Disrupted payments. Delayed or disrupted payments would prevent 57 1/2 million Americans from receiving Social Security benefits in a timely manner and interfere with payments to 3.4 million veterans.
I will read two more. Moody's chief economist Mark Zandi, who has testified in front of the Senate many times--who, parenthetically, as relates to the shutdown testified yesterday over in the House, because the Joint Economic Committee is a joint committee--predicts that, just as it relates to the shutdown, in this fourth quarter, the fourth quarter we are in, we will have lost 1/2 point of growth. So instead of the GDP growth in the fourth quarter being 2 1/2 percent, as Mark Zandi would have projected absent a shutdown, with the shutdown we will go from 2 1/2 percent growth to 2 percent. That is a shutdown in one quarter. Just imagine the impact on growth if we default.
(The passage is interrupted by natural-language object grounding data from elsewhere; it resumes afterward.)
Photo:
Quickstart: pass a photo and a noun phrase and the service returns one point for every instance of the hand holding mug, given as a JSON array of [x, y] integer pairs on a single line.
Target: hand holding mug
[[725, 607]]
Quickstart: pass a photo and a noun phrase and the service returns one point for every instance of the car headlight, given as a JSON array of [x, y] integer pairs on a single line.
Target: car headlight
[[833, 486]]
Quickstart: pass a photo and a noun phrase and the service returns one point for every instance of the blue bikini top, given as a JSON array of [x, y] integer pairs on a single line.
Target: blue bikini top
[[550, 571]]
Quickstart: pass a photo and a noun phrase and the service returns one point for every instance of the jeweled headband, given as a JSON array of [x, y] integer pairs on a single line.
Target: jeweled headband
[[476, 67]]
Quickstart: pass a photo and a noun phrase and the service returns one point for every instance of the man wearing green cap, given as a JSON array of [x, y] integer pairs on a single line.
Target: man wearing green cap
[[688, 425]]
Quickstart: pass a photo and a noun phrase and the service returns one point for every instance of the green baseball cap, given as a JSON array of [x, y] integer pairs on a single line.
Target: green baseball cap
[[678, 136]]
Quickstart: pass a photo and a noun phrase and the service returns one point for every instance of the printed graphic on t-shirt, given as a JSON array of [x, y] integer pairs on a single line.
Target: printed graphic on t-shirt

Here is what Mark Zandi says. I am quoting him directly:
It would be devastating to the economy. Confidence will evaporate, consumer confidence will sharply decline, businesses will stop hiring, consumers will stop spending, the stock market will fall significantly in value, borrowing costs for businesses and households will rise.
And he goes on from there. But, look, you don't have to be an economist to know the impact of default. All you have to do is read what economists are saying across the board. These are people who disagree on a lot of things. They might disagree on a budget item. They might disagree on econometric modeling. They might disagree on tax cuts. They might disagree on a usual Democrat versus Republican approach to the economy. They might have fundamental disagreements on everything, but on this they are speaking with one voice: Don't default, they are telling us. Don't even get close to defaulting. Don't even talk about or debate defaulting. Just prevent it from happening. That is the overwhelming consensus.
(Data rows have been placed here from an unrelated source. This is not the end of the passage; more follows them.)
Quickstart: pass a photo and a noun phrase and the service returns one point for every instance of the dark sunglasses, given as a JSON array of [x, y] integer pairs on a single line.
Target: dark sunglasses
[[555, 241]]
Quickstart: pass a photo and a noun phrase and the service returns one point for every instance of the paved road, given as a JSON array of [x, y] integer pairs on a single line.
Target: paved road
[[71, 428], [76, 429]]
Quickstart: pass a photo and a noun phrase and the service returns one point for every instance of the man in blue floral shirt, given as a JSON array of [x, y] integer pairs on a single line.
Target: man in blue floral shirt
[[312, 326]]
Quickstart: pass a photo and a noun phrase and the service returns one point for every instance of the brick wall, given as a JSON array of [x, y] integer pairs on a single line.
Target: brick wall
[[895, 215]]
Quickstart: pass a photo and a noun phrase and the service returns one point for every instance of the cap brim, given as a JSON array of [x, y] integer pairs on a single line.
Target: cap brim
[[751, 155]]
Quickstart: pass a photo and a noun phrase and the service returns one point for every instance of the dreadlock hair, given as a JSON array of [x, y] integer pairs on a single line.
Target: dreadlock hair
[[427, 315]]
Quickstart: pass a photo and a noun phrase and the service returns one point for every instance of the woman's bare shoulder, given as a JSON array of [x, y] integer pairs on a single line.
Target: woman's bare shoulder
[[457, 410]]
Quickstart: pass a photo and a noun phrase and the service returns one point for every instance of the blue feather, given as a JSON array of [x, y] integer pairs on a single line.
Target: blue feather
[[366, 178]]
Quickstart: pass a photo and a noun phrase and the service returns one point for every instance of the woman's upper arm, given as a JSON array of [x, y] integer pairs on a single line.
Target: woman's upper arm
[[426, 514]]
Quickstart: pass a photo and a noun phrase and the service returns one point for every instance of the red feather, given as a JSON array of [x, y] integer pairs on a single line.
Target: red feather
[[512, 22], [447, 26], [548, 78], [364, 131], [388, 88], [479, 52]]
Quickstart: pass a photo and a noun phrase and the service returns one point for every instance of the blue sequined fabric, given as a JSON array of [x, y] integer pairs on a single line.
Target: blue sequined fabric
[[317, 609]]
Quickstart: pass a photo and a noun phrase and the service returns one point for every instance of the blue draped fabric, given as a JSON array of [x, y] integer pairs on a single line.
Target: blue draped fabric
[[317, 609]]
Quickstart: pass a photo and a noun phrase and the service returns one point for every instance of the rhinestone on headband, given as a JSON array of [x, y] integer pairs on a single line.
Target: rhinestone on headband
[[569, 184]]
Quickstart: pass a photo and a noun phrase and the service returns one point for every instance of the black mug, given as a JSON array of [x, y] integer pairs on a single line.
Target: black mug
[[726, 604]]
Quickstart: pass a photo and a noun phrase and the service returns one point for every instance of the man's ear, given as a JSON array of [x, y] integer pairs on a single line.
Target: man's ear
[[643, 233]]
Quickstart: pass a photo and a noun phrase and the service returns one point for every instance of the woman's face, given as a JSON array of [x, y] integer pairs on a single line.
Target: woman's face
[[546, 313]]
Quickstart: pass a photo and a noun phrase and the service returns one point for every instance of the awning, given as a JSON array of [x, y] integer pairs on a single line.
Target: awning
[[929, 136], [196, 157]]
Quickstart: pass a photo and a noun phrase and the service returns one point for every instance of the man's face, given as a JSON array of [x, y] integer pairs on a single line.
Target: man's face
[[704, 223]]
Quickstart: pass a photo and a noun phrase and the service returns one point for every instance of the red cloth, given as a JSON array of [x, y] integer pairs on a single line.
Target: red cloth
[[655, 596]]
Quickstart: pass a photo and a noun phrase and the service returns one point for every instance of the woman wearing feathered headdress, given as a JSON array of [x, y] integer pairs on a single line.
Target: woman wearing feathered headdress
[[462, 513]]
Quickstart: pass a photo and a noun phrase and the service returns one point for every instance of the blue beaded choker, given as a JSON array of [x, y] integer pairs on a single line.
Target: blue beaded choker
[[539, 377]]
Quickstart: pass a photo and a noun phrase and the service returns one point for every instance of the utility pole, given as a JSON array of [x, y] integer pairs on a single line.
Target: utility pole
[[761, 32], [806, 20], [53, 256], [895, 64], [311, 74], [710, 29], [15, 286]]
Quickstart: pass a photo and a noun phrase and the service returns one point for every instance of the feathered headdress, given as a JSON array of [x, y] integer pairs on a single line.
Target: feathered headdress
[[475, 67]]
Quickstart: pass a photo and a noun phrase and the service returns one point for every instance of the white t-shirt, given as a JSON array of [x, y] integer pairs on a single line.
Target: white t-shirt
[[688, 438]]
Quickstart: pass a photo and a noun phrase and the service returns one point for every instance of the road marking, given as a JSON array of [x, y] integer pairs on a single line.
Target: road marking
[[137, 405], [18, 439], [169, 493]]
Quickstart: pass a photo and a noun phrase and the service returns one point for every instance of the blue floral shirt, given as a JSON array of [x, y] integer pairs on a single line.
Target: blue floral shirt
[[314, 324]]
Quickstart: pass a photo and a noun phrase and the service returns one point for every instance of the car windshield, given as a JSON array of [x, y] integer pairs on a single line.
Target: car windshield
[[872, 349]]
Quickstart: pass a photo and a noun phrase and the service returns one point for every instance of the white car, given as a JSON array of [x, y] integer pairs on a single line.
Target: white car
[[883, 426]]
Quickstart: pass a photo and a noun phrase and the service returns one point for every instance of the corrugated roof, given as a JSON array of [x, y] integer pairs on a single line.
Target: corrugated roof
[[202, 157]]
Let me conclude with one reference here. When I got to the Senate, one of the leading Republican voices on the budget--because he happened to be the ranking member on the Budget Committee--was Judd Gregg from New Hampshire. He had been a Governor of New Hampshire and then served in the Senate for many years. This is what he had to say recently in talking about what would happen in the event of default and brinkmanship with the debt limit.
[It] is the political equivalent of playing Russian roulette with all of the chambers of the gun loaded. It is the ultimate no-win strategy. A default would lead to some level of chaos in the debt markets, which would lead to a significant contraction in economic activity, which would lead to job losses, which would lead to higher spending by the Federal Government and lower tax revenues, which would lead to more debt.
So says the former ranking member of the Budget Committee, the former Republican Senator from New Hampshire. So the idea that some think for some reason we could go into default or even get close to it doesn't make a lot of sense.
I will conclude with this thought. That letter I started with from my constituent in Pennsylvania, who speaks for the country, I believe, when she was talking about her parents--her 82- or 83-year-old parents--and about the uncertainty they have, about the worry and the anxiety that is literally causing, in the case of her mother, according to this letter, physical pain,
but even if it didn't rise to that level, just the idea of a government shutdown coupled with the potential default is causing that kind of anxiety and is really disturbing, and I think it is an insult to so many Americans.
We have to come together and open the government at long last and make sure we pay our bills and not even get close to defaulting, and then we can have negotiations and discussions for weeks and months about long-term and short-term issues. In the meantime, we have to make sure we pay our bills and open the Federal Government.
Mr. President, I yield the floor, and I suggest the absence of a quorum.